The finance crisis of 2008, and the fact that we appeared to miss a meltdown in capitalism by a whisker did leave Mr Greenspan’s reputation a little in tatters. Ben Bernanke, his replacement at the Fed, made a great play of saying what he thought; of letting us in, as it were, on his rationale. At first it didn’t go down well. The markets concluded he didn’t really seem to know what he was doing. It is the tragedy of the modern age. All of us stumble around in the dark most of the time, but we just don’t like to admit to it. And when our leaders admit to it, we think they are weak and uncertain.

These days, however, Ben’s stock is high. It was he, first among the central bankers, who came up with the idea of forward guidance, when he revealed that the Fed would keep pumping money into the economy via QE for as long as unemployment remained high. Now they are all at it. The Bank of England – under the leadership of Mark Carney – is now saying that rates will stay at half a per cent as long as unemployment is over 7 per cent.

It is just that the minutes from the latest Bank of England Monetary Policy Committee (MPC) meeting revealed that one member of the committee – Martin Weale – voted against the policy. It was not so much the idea of forward guidance he was against, it was the perceived timing. He appeared to fear that the 7 per cent target was too loose. Er, or maybe you could say that actually he was against forward guidance, because he wants a policy that one might describe as always flexible.
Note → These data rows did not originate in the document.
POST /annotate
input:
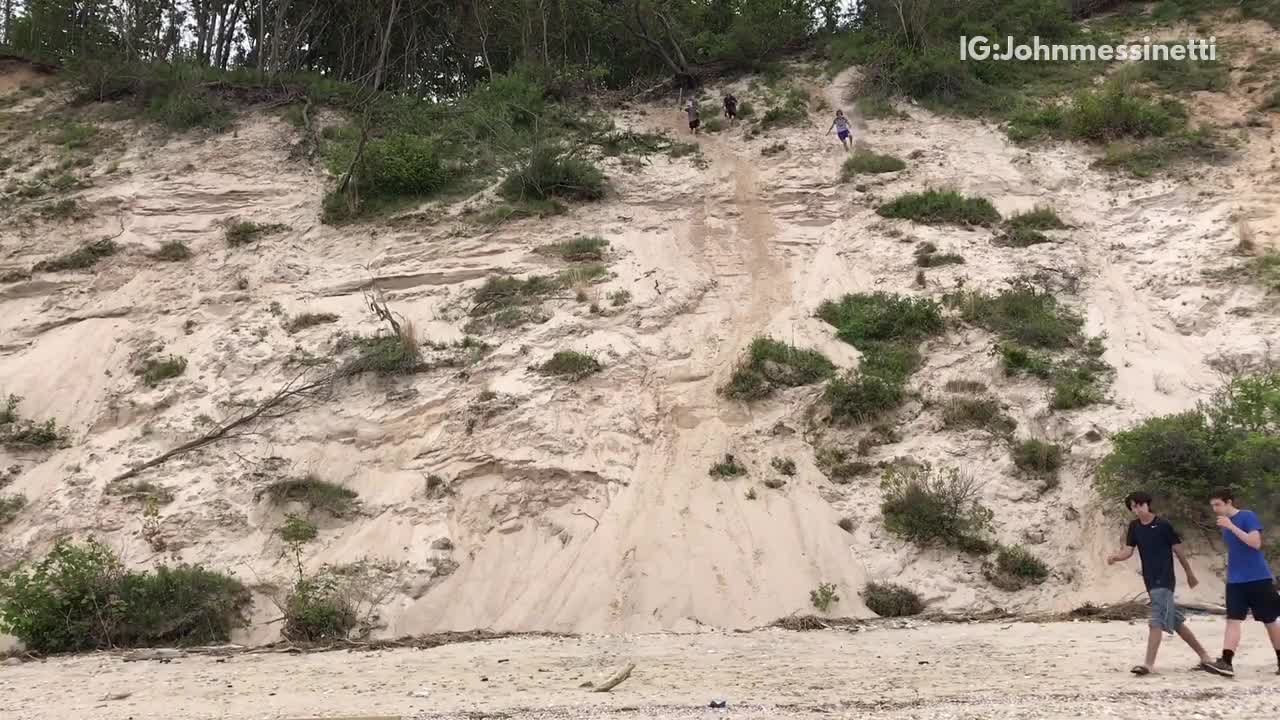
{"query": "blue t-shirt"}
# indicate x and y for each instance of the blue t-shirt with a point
(1243, 563)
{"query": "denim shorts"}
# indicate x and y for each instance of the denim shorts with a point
(1164, 611)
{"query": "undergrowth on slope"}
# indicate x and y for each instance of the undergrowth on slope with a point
(1229, 440)
(771, 364)
(314, 492)
(941, 206)
(570, 365)
(864, 162)
(887, 331)
(155, 370)
(890, 600)
(931, 506)
(1015, 568)
(1040, 337)
(80, 597)
(81, 259)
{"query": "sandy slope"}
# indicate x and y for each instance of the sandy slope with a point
(936, 671)
(588, 507)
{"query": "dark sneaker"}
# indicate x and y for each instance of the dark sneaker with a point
(1220, 668)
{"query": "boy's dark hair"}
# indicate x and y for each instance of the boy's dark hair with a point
(1139, 497)
(1224, 493)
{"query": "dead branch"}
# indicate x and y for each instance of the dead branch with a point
(274, 406)
(588, 515)
(616, 679)
(378, 306)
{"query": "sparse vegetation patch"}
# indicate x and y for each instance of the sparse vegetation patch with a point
(890, 600)
(312, 492)
(864, 162)
(937, 206)
(571, 365)
(243, 232)
(727, 468)
(86, 256)
(928, 506)
(80, 597)
(771, 364)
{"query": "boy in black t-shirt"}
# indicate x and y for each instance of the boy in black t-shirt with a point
(1157, 543)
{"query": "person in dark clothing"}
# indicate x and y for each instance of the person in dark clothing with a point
(1157, 542)
(731, 108)
(1249, 584)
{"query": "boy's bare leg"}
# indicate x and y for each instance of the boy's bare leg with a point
(1189, 638)
(1152, 646)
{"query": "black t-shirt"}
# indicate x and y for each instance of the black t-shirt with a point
(1155, 542)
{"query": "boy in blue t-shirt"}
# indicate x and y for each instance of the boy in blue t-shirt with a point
(1249, 583)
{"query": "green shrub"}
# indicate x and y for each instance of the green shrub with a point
(552, 173)
(1019, 563)
(937, 259)
(86, 256)
(1185, 74)
(387, 354)
(1144, 158)
(74, 135)
(867, 162)
(864, 318)
(1116, 112)
(9, 410)
(242, 232)
(22, 432)
(858, 397)
(580, 274)
(571, 365)
(791, 110)
(1077, 386)
(1271, 101)
(401, 165)
(927, 506)
(1266, 270)
(823, 596)
(977, 413)
(973, 387)
(173, 251)
(9, 507)
(297, 529)
(936, 206)
(141, 491)
(888, 600)
(586, 249)
(156, 370)
(771, 364)
(885, 328)
(727, 468)
(316, 610)
(1024, 314)
(1019, 360)
(188, 109)
(312, 492)
(1041, 218)
(1020, 237)
(305, 320)
(1179, 459)
(80, 597)
(507, 291)
(1037, 456)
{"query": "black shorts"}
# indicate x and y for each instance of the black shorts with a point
(1258, 597)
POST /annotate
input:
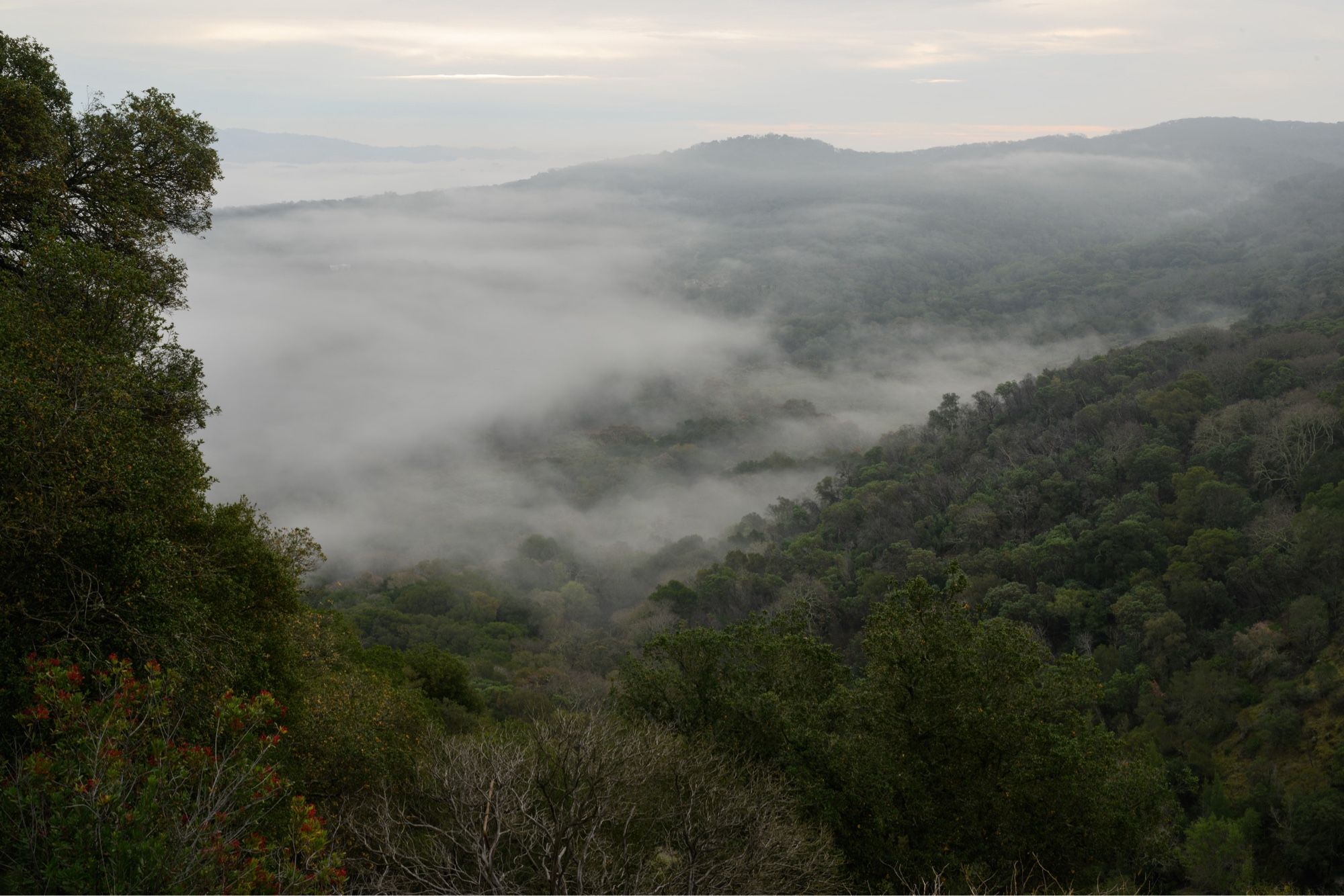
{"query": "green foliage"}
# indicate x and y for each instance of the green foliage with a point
(107, 539)
(108, 797)
(1217, 858)
(962, 744)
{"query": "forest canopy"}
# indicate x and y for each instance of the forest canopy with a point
(1080, 631)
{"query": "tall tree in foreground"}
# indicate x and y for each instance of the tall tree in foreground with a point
(107, 539)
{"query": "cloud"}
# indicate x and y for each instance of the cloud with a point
(424, 40)
(924, 54)
(486, 77)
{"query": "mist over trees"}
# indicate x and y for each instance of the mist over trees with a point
(682, 539)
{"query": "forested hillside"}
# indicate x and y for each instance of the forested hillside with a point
(1076, 632)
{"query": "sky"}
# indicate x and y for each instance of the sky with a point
(601, 79)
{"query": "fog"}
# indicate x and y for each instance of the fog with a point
(403, 377)
(627, 354)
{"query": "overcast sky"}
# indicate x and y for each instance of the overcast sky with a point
(607, 77)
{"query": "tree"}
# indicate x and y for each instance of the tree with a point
(108, 796)
(587, 804)
(107, 539)
(960, 745)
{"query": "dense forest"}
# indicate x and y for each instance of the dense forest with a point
(1077, 632)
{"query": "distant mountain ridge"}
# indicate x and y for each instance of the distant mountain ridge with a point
(1260, 150)
(241, 146)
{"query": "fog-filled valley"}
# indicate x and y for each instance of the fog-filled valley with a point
(756, 517)
(636, 351)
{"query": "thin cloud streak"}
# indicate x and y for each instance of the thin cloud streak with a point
(487, 77)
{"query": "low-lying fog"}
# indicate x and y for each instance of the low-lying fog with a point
(425, 377)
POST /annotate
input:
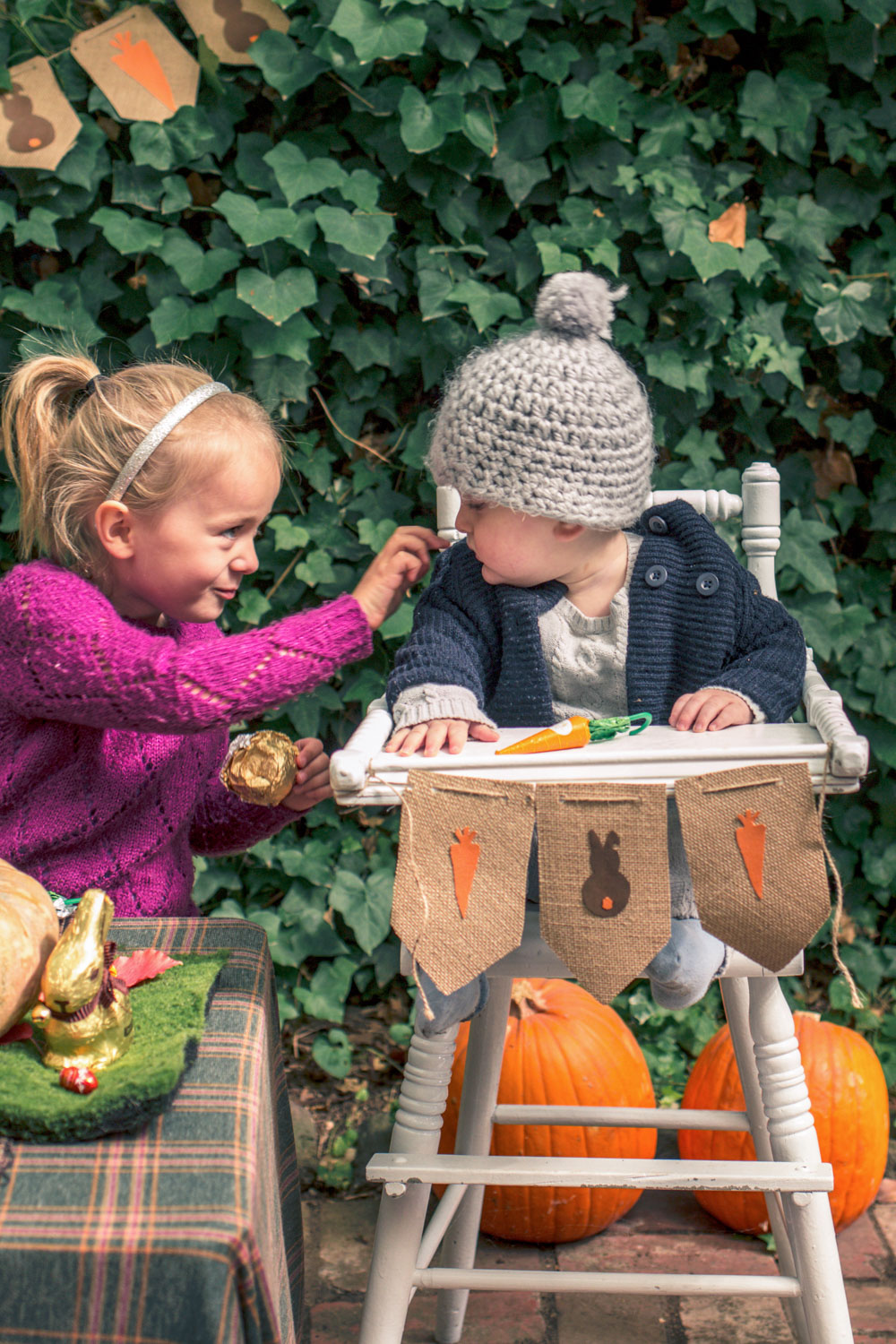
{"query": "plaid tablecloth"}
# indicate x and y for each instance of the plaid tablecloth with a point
(188, 1231)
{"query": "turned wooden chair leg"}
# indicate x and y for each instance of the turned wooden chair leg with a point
(791, 1133)
(735, 996)
(481, 1077)
(402, 1215)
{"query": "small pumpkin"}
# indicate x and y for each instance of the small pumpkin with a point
(29, 933)
(562, 1047)
(849, 1105)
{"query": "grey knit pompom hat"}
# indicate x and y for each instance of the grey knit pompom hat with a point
(552, 422)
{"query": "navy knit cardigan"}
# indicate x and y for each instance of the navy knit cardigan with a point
(696, 617)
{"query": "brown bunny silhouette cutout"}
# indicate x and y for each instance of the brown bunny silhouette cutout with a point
(606, 890)
(241, 26)
(29, 132)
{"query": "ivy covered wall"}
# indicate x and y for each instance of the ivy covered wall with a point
(336, 226)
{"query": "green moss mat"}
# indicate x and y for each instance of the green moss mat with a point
(169, 1018)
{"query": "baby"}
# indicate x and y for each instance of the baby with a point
(567, 599)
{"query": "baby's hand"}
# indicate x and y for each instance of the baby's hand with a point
(312, 780)
(433, 736)
(403, 561)
(710, 709)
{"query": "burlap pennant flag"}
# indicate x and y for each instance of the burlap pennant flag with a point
(460, 884)
(231, 27)
(754, 846)
(38, 124)
(603, 878)
(140, 66)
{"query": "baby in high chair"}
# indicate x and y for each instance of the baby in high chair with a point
(565, 599)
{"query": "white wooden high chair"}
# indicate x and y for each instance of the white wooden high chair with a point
(788, 1168)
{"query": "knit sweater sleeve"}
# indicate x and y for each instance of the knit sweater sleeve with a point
(69, 656)
(454, 631)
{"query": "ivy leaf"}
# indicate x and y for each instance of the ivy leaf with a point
(485, 304)
(175, 319)
(333, 1053)
(365, 236)
(287, 66)
(801, 551)
(38, 228)
(261, 222)
(277, 297)
(365, 905)
(196, 268)
(376, 35)
(128, 234)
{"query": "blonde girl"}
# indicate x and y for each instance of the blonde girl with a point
(142, 491)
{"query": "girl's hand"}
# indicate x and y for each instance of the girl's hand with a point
(435, 734)
(312, 780)
(403, 561)
(708, 710)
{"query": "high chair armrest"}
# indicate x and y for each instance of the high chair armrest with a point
(825, 712)
(349, 768)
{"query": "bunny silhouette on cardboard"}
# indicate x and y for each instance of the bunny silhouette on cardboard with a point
(241, 26)
(606, 890)
(29, 131)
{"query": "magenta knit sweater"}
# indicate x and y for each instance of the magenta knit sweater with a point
(112, 734)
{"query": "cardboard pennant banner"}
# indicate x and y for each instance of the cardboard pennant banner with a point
(755, 852)
(142, 70)
(38, 124)
(603, 879)
(230, 27)
(460, 884)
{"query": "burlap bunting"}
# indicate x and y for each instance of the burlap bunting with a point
(432, 883)
(603, 878)
(780, 854)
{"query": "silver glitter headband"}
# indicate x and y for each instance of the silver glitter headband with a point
(148, 445)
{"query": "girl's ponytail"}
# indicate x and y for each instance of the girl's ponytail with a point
(40, 398)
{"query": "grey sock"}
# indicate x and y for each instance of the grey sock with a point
(447, 1010)
(681, 972)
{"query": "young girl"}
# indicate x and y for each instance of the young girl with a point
(565, 599)
(144, 491)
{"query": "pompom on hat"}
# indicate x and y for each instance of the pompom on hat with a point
(554, 422)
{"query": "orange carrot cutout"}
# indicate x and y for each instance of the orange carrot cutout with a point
(465, 855)
(139, 61)
(751, 841)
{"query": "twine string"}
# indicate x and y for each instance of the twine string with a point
(839, 889)
(408, 814)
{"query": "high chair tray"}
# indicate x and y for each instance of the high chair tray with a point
(365, 774)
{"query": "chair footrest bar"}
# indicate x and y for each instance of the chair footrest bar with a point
(587, 1281)
(398, 1169)
(622, 1117)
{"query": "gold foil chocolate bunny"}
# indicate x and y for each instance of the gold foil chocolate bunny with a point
(260, 768)
(85, 1016)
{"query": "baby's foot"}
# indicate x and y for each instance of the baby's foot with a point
(681, 972)
(447, 1010)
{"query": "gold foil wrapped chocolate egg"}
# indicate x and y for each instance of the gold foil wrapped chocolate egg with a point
(261, 768)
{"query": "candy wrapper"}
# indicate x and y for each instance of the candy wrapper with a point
(260, 768)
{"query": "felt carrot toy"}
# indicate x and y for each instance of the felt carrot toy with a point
(751, 841)
(465, 855)
(139, 61)
(576, 731)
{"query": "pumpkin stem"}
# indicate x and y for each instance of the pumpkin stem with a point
(525, 1000)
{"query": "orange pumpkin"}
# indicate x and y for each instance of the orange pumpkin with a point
(849, 1105)
(29, 933)
(562, 1047)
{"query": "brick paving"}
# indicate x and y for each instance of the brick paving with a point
(665, 1230)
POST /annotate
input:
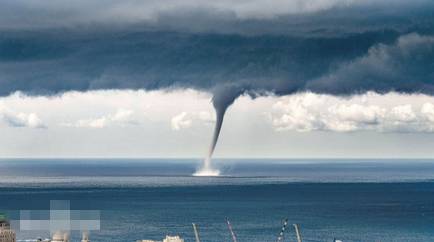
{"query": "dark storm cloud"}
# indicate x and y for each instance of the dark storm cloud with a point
(331, 46)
His dissent is important, because it rather put a question mark over the viability of the policy. You can interpret the Bank of England as saying if the economy does this, we will definitely do that, unless, that is, we change our mind. There are also hints that UK unemployment is set to fall much more rapidly than has been assumed. A survey from the CIPD and the latest Purchasing Managers’ Index both point to positive changes in UK unemployment in the pipeline. See: The UK jobs market boost . This has led to speculation that rates might be rising much sooner than the Bank of England has been suggesting.

It appears that the industry that grew up predicting what the MPC might do next has changed into one predicting what unemployment will do. If nothing else, jobs have become a more important economic indicator – and maybe that is no bad thing; after all common sense suggests it should be the most important indicator.

In the US, recent data has pointed to a sharp improvement in the jobs outlook, with the latest survey suggesting US unemployment is now at its lowest level since October 2007.

So let’s review the situation. The signs, both in the form of hard data and from surveys, point to a labour market that is improving faster than many had dared to hope for. That means monetary policy might be tightened faster than many had feared. The markets are spooked by it all. ‘Better than they dared hope for’ jobs data turned out to be less of a boon than ‘rates rising faster than they had feared’, – at least that is what they are saying at the moment.

But then the markets are fickle and how they react one day can be quite different on another. If you think the markets are making themselves clear, it probably means you “misunderstood what they are saying”.